Na verdade, os valores considerados em 2015 como limiares de pobreza encontram-se totalmente desfasados da realidade de hoje (sensivelmente oito anos depois), devido ao efeito da inflação. De facto, com tais valores compra-se, atualmente, muito menos bens e serviços essenciais do que se comprava em 2015, devido à inflação média anual acumulada (IMA) de 2015 a 2022 – contas feitas por defeito – superior a 12%, mas sobretudo à IMA acumulada do índice referente aos produtos alimentares não transformados e às bebidas não alcoólicas, superior a 20%. A inflação, aliada à, praticamente, não atualização salarial, sobretudo por parte do Governo, provocou uma forte erosão do poder de compra das famílias, penalizando fortemente as famílias mais vulneráveis que gastam uma parte maior das verbas disponíveis ao consumo dos bens básicos. 

Portanto, era absolutamente necessário que, na falta de definição dos novos “limiares da pobreza monetária absoluta por pessoa por ano”, o limiar da pobreza de 2023 fosse atualizado em função da inflação acumulada a partir do limiar da pobreza de 2015, tanto para a pobreza global como para a pobreza extrema.

Nos países desenvolvidos, é comum definir-se a pobreza de acordo com um limiar relativo, abaixo do qual os cidadãos são considerados pobres.

Seguindo, por exemplo, a abordagem dos gabinetes estatísticos europeus, este limiar de pobreza, ou “linha de pobreza” (numa tradução literal do inglês “poverty line”), consiste em 60% da mediana do rendimento disponível observado no ano em causa. Ou seja, quem tem um rendimento igual a 60% da mediana, ou inferior, é considerado pobre. 

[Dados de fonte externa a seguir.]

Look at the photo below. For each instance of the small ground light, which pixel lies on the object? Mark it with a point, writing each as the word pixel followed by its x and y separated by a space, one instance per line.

Desta forma, esta métrica é relativa (e não absoluta), já que varia, por um lado, com o tempo (consoante a evolução dos rendimentos) e, por outro lado, com o país, na medida em que os rendimentos medianos não são iguais em todos os países. Assim, ser pobre, por exemplo, em Portugal é, estatisticamente, muito diferente de ser pobre na Suécia ou na Bulgária. 

Mas, seja como for, os limiares de pobreza são atualizados anualmente.

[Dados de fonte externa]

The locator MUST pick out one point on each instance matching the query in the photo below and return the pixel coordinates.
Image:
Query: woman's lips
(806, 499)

De acordo com o INE de Portugal, o limiar da pobreza, fixado 60% da mediana do rendimento disponível, fixou-se em 5.443€ anuais em 2015 – cerca de 453,6€/mês (50.012 ecv/mês) e 6.608€ anuais em 2021 – cerca de 550,7€/mês (60.719 ecv/mês). E 60.719 ecv/mês é um valor entre 9 a 15 vezes superior aos limiares da pobreza global e da pobreza extrema em Cabo Verde.

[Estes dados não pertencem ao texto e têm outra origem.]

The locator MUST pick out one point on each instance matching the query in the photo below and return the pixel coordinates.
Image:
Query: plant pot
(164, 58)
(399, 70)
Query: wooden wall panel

Também o Banco Mundial tem alterado, de tempo em tempo, os seus valores de referência da pobreza, nomeadamente em 2015 e 2018. A partir de 2018, passou a adotar uma nova referência para o indicador condizente com as diferenças entre os países, estabelecendo três faixas de extrema pobreza para países com diferentes níveis de rendimento: 1,90 dólar dos EUA (USD)/dia para países de rendimento baixo, 3,20 USD/dia para países de rendimento médio-baixo e 5,50 USD/dia para países de rendimento médio-alto, em termos de paridade de poder de compra (PPC). Assim, quanto maior for o nível de rendimento médio de um país, maior a linha de pobreza para que se mantenha a correspondência com o nível de rendimento médio da sua população. 

Cabo Verde é um exemplo de país de rendimento médio-baixo, logo a linha de extrema pobreza recomendada pelo Banco Mundial é de 3,20 USD PPC/dia. Estranha-me o facto de o INE não ter considerado esse limiar para a medição da pobreza extrema em 2023, preferindo, antes, o limiar muito inferior estabelecido em 2015 – cerca de 1,4 USD, à taxa de câmbio desse ano.

Julgo que o INE tem muito trabalho a fazer para oferecer ao país valores de limiar de pobreza que sejam consistentes, isto é, condizentes com a realidade de Cabo Verde, considerando, é certo, as melhores práticas e recomendações internacionais.

A instituição deveria aproveitar o IV IDRF para assinalar a importância de repensar a medição da pobreza em Cabo Verde, assim como a necessidade de adequar as políticas na realização do direito universal a um nível adequado de recursos para obter um nível de vida minimamente digno. Isso permitirá, nomeadamente, proceder a alterações nos valores mínimos garantidos por diferentes medidas de política e configurações familiares, incidindo-se, por exemplo, nos valores monetários garantidos,  nos escalões de rendimento considerados, bem como nos limiares de insuficiência económica associados a diferentes benefícios em espécie.